Aggregate Data Types

Most programming languages have a facility for grouping different kinds of variables together to form a new type of aggregate variable that can be manipulated as a whole or as parts. Often these types of variables are called "records" or "structures." This way we can define arbitrarily complex abstract data types and have them appear to the user (i.e. the programmer using the ADT) as a simple type.

`struct` and `typedef`

In C, the way this is done is through struct declarations. The syntax of such a declaration is like this:

struct tag {
	type₁	field₁;
	type₂	field₂;
	...
	type_n	field_n;
} varname₁, varname₂, ..., varname_m;

This is declaring a variable, not of type int, float, etc. like we're used to, but of type "structure of a bunch of things" where the bunch of things are declared, imbedded in the type. For example, suppose we want to have a variable capable of holding a student ID, classification ('f' for freshman, 's' for sophomore, 'j' for junior, 'S' for senior, or 'g' for graduate student), and GPA. We could declare a variable for a student like this:

struct student {
	int	id;
	char	classification;
	float	gpa;
} bob;

The name of the variable is bob. The "tag" student give a name to the structure type, so that the next time we want to declare a student variable, we need only remind the system of the tag:

struct student alice;

Now we have two struct student variables, alice and bob. We can modify the fields (parts of the struct) using the . (dot) operator:

	bob.gpa = 4.0; 		/* good student */
	bob.id = 1234567;
	bob.classification = 'f';

or, we can treat the variable as a unit. If alice is just like bob, we can do this (note: this is only guaranteed to work in ANSI C and C++):

	alice = bob;

structs can be passed to functions (again, only in ANSI C and C++) by value, or as a pointer to a structure. Unlike arrays, a struct must be explicitly passed as a pointer before a function can modify it and the modification will be kept in the original argument.

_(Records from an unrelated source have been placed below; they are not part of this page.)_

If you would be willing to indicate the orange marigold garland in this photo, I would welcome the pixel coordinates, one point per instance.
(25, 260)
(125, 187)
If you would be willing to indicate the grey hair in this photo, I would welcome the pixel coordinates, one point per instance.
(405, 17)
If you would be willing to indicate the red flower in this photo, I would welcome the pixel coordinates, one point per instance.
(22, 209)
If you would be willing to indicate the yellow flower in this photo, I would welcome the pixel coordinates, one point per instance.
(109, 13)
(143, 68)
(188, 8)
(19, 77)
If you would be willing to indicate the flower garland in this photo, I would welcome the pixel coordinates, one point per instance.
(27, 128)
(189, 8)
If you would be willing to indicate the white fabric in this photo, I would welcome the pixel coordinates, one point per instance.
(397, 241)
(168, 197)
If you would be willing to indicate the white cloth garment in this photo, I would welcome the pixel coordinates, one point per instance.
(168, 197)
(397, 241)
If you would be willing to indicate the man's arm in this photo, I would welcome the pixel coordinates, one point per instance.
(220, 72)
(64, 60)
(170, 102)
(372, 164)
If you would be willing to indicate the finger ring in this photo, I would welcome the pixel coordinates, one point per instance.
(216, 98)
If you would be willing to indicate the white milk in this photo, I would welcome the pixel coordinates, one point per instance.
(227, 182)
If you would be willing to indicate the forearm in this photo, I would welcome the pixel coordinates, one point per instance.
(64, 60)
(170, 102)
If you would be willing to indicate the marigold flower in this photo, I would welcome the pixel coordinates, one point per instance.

C had been evolving for some time when a new keyword was added: typedef. This keyword allows the programmer to make up new type names that work just like the basic type names in variable declarations. A typedef statement looks just like a variable declaration, except that its preceded with the word typedef. For example:

typedef int MyInt;

Now, instead of having a variable called MyInt, we have a new type called MyInt, and we can declare things to be of that type:

MyInt	a, b, c;

Now a, b, and c are all of type int. This seems pretty useless at first, but if we combine it with struct, we have an elegant way to declare an abstract data type that appears just like a basic type to the user. For example:

typedef struct student {
	int	id;
	char	classification;
	float	gpa;
} student_t;

Now student_t is a type, just like int or char, and we don't have to go around writing struct every time we want another variable of that type. Student record declarations now look like this:

student_t	alice, bob;

And if you didn't know any better, you'd think student_t had been built into the C language. We can even declare whole arrays of record types, e.g.:

student_t	students[1000];

This declares an array of student structures. They can be modified with e.g.:

	int	i;

	for (i=0; i<1000; i++) {
		students[i].id = something;
		students[i].classification = something else;
		etc...
	}
}

(The "tag" part of the struct, student in this case, is obviated by the stronger type name, student_t. Some compilers allow you to omit it entirely in some cases. I usually put in a tag with a similar name to the type, and then ignore it. If you use the same name for the tag and the type, some braindead compilers might balk. As we will see with linked lists, the tag is necessary when we have to refer to the struct before we have given it a type name.)

Pointers

Memory in the computer is organized into bytes, each with its own unique address, giving its location within the memory system. Some computers have a "linear" address space, so that you can think of memory as an enormous array of bytes, with the address of each byte equal to its index in the array. Other computers use more complicated addressing schemes, but the linear address space is still a useful metaphor.

Bytes in the computer can be organized into groups so that they can function as different types of variables; for example, integers (4 bytes on the Sun), doubles (8 bytes on the Sun), and other basic types, as well as aggregates (e.g. arrays and structs in C) of basic types.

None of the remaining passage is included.